僕のゲーム感覚は古いものですから、インタラクティブ…プレイヤーの能動的行動によるゲームへの介入があって当たり前だと思うし、そこにTRPGの楽しさがあると見ています。だけど、そのゲーム感覚は一時期は危険視されていましたし、今となってはどうして大事なのかちっとも分からない状態とも言えます。
だからプレイ中ポカンとしておきながら、ゲームの雰囲気を味わえただけでもお腹一杯だと満足してるプレイヤーが心底不気味です。だが、実際にはそういう人をも擁護するゲーマーすらいる。一昔前は「そういう従順なプレイヤーがあしらいやすい」という腹黒い意図で擁護する人が多かったけど、今は心底「ストーリーテラーと聴衆」という立場にTRPGのあるべき姿があると思っている人もいます。
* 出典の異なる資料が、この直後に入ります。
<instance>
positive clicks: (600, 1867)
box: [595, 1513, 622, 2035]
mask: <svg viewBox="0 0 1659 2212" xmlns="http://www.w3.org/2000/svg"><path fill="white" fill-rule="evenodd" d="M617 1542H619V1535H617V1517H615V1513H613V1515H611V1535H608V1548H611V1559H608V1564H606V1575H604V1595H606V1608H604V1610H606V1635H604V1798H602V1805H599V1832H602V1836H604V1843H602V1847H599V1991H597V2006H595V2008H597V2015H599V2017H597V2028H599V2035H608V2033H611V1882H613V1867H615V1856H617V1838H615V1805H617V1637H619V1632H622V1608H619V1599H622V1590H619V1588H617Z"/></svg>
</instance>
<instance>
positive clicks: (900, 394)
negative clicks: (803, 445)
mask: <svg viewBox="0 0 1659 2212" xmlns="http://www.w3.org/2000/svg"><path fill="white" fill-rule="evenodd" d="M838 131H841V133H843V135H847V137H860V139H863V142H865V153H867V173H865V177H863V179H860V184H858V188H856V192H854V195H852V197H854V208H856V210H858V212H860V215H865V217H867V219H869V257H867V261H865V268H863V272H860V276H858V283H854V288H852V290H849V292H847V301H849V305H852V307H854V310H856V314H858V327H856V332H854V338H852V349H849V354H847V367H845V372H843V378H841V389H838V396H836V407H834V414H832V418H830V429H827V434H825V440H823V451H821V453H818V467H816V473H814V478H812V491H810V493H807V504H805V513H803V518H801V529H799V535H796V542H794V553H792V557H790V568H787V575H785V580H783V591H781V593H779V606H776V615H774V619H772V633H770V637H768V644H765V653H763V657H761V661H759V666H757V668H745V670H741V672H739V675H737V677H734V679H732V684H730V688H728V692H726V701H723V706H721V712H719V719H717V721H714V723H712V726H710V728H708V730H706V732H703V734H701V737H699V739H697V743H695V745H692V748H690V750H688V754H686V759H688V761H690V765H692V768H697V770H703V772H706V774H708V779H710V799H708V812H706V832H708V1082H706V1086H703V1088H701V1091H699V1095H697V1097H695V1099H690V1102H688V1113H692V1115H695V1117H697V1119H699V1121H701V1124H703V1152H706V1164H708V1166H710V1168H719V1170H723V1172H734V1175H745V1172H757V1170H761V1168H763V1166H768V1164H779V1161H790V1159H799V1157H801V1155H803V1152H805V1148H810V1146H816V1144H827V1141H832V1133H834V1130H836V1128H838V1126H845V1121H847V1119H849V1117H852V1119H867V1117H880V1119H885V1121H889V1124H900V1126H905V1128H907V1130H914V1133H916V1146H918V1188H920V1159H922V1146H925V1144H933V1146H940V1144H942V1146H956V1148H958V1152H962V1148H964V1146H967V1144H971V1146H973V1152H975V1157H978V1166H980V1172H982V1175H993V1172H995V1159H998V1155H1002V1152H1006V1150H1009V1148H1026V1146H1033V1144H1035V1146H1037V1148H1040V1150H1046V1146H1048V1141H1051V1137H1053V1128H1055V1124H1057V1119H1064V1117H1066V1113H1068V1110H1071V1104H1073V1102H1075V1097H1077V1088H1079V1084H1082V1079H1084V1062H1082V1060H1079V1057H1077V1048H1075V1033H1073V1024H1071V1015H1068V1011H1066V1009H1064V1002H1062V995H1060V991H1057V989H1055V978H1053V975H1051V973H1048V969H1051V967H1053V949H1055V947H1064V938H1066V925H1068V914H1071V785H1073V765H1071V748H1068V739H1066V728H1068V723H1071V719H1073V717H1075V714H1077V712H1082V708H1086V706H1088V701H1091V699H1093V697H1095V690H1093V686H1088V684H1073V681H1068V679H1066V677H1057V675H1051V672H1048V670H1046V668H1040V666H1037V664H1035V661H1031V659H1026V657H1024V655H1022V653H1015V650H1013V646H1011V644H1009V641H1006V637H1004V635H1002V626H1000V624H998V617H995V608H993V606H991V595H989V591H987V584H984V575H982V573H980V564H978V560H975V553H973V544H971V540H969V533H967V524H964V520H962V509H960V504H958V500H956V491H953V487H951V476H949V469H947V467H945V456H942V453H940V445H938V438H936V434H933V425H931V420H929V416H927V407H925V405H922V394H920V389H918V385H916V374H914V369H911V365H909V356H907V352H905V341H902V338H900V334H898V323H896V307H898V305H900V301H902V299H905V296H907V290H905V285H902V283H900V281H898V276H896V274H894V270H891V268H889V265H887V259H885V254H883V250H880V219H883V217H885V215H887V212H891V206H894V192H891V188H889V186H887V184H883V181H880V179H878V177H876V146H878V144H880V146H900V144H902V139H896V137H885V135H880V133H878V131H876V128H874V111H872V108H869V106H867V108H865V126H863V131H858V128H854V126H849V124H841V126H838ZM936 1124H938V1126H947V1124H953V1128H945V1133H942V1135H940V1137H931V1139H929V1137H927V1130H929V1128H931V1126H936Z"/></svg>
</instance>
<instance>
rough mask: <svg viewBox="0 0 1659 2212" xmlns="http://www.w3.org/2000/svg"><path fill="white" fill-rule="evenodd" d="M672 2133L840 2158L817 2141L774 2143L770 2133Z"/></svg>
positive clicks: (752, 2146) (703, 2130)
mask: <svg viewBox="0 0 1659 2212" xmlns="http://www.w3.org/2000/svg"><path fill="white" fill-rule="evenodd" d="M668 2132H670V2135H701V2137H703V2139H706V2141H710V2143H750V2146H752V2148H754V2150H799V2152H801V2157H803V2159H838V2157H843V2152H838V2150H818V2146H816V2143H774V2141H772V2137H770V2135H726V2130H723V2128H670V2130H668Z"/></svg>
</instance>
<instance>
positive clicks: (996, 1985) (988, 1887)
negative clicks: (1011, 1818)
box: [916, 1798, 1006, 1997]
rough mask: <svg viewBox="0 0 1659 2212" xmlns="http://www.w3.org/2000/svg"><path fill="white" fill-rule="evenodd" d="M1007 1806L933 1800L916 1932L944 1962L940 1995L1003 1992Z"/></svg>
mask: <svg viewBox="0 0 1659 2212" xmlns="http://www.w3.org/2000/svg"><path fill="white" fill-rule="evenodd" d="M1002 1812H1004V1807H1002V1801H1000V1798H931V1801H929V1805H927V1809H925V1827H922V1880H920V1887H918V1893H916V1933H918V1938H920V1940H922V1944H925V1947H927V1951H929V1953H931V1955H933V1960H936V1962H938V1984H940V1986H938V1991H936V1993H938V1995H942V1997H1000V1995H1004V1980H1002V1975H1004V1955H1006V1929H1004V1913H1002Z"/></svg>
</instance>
よく「GMはプレイヤーを楽しませるためにある」などいう文がルールブックや関連書籍に出てきて、そんなの受け入れられないという反駁を耳にします。だけど、プレイヤーの方が「ねぇ何か面白いことある?」とねだる観客状態なら、少なくともGMにとってプレイヤーは楽しませるためにはいない連中となる。
インタラクティブに関する認識が、少なくともゲームによる住み分けができない限り、「GMはプレイヤーを楽しませるためにある」という文章は永遠にTRPGにつきまとうのではないでしょうか。少なくとも、それを期待するプレイヤーがいる限り。
「GMはプレイヤーを楽しませるためにある」のなら、「プレイヤーはGMを楽しませるためにある」と考えてもいいはずなのだが。
そろそろ、「能動的行動を取らず、雰囲気だけ味わいたい観客気分のプレイヤー」は卓にとって大きな負担であることを言ってもいい頃合でしょう。